# UTC April Contest



## UnderTheSea (Jun 2, 2008)

Can you figure out what this is a picture of, besides the obvious of course?  

First person to reply to this thread correctly will receive a free sample pack.


----------



## overleaf (Feb 1, 2009)

Looks like the multi day food sources.


----------



## hojimoe (Mar 7, 2008)

agreed, floating multi day food supply.... is it a new UTC brand??? or just the normal one?


----------



## UnderTheSea (Jun 2, 2008)

Both are incorrect !

They are not a food source.


----------



## ameekplec. (May 1, 2008)

Decorative stone of some sort? Funky monkey frag plugs?


----------



## overleaf (Feb 1, 2009)

UnderTheSea said:


> Both are incorrect !
> 
> They are not a food source.


Must be a water conditioner then? Fancy bag buddies?


----------



## UnderTheSea (Jun 2, 2008)

ameekplec. said:


> Decorative stone of some sort? Funky monkey frag plugs?
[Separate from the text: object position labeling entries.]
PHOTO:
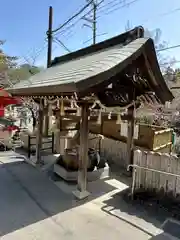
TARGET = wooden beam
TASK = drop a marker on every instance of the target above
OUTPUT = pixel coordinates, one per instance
(83, 154)
(130, 151)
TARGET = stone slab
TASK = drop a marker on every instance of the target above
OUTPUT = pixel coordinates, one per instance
(101, 173)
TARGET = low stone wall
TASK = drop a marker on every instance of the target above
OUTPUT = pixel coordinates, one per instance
(113, 151)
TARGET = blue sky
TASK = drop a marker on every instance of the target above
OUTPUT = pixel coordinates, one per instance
(23, 24)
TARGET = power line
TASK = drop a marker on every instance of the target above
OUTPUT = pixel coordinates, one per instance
(73, 17)
(168, 48)
(115, 9)
(62, 44)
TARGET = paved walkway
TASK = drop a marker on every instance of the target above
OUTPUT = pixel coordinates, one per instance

Congratulations Eric, you are correct.

These are our new frag plugs 

We are working on a couple of other shapes as well. Some will have an acrylic rod on the back for mounting in your rock work and others will not.
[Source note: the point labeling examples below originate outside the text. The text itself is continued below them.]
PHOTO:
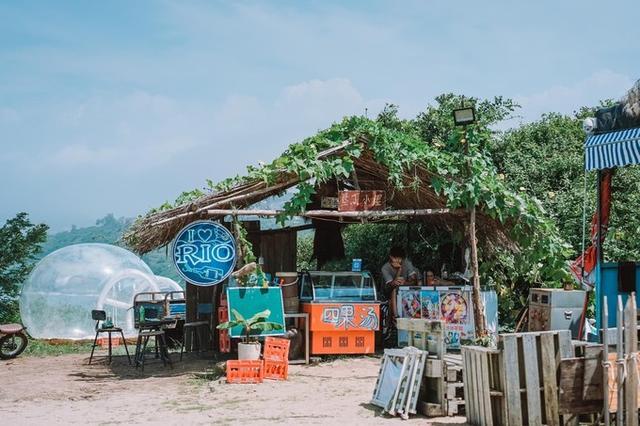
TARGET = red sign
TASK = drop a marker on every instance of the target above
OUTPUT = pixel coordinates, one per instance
(349, 201)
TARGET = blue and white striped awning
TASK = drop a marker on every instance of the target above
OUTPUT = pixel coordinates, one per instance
(613, 149)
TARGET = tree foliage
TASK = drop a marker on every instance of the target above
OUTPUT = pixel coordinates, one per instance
(20, 242)
(431, 141)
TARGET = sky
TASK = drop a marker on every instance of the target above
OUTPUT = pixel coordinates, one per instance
(118, 106)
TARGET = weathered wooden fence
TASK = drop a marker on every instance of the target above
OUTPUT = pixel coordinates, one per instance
(516, 384)
(442, 388)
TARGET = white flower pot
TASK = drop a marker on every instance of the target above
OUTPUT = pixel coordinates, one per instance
(249, 351)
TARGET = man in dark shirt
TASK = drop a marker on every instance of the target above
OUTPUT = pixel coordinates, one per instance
(398, 271)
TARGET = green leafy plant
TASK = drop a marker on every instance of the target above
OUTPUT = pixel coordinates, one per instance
(257, 323)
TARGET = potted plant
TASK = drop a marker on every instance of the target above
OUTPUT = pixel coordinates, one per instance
(250, 347)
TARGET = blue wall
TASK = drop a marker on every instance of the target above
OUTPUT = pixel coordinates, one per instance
(607, 285)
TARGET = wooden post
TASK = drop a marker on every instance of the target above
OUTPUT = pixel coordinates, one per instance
(478, 306)
(620, 367)
(631, 351)
(605, 361)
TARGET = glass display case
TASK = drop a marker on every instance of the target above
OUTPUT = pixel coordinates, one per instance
(325, 286)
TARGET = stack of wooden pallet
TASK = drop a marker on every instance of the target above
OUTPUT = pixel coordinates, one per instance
(442, 392)
(398, 385)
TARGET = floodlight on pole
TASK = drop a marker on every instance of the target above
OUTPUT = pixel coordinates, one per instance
(464, 116)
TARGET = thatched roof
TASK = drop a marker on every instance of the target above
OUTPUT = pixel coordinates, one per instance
(158, 229)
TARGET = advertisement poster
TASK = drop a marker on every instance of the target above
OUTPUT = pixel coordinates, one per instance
(450, 304)
(410, 302)
(430, 304)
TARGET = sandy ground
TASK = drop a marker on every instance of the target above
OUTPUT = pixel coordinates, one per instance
(65, 390)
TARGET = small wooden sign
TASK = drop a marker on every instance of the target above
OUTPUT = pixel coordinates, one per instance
(361, 200)
(329, 203)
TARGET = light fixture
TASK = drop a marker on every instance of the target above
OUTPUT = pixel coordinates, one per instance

Around Christmas time we had jokingly said that we were going to do a plug in the shape of a christmas tree and cover it in zoas. This is where we came up with the idea.
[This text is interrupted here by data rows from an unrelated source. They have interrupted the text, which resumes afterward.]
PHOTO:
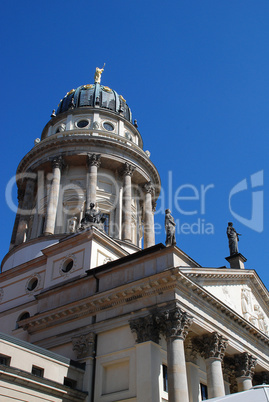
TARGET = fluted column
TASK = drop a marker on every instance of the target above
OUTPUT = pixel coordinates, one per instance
(193, 373)
(174, 324)
(84, 346)
(26, 208)
(244, 370)
(148, 358)
(17, 219)
(149, 233)
(212, 348)
(53, 198)
(127, 202)
(94, 162)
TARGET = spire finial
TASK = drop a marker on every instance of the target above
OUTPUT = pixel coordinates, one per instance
(97, 75)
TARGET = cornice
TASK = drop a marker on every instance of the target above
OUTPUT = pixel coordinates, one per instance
(228, 273)
(73, 137)
(86, 235)
(171, 279)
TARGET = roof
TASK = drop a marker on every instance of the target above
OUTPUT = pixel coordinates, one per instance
(95, 95)
(260, 393)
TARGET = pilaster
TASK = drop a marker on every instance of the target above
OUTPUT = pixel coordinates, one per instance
(127, 173)
(149, 234)
(93, 162)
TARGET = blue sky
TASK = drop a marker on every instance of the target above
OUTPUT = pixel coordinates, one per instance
(196, 76)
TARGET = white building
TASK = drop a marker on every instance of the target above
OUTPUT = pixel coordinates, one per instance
(86, 313)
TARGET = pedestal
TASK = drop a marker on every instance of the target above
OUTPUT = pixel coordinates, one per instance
(236, 261)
Are you attending this weekends festivities?


----------



## ameekplec. (May 1, 2008)

LOL, yes I will be there!


I see an encrusting montipora covered starfish coming up!


----------



## conix67 (Jul 27, 2008)

Damn, I saw this post too late 

I knew the answer, not because I was as creative as Ameek, but UTC already told me what they are.


----------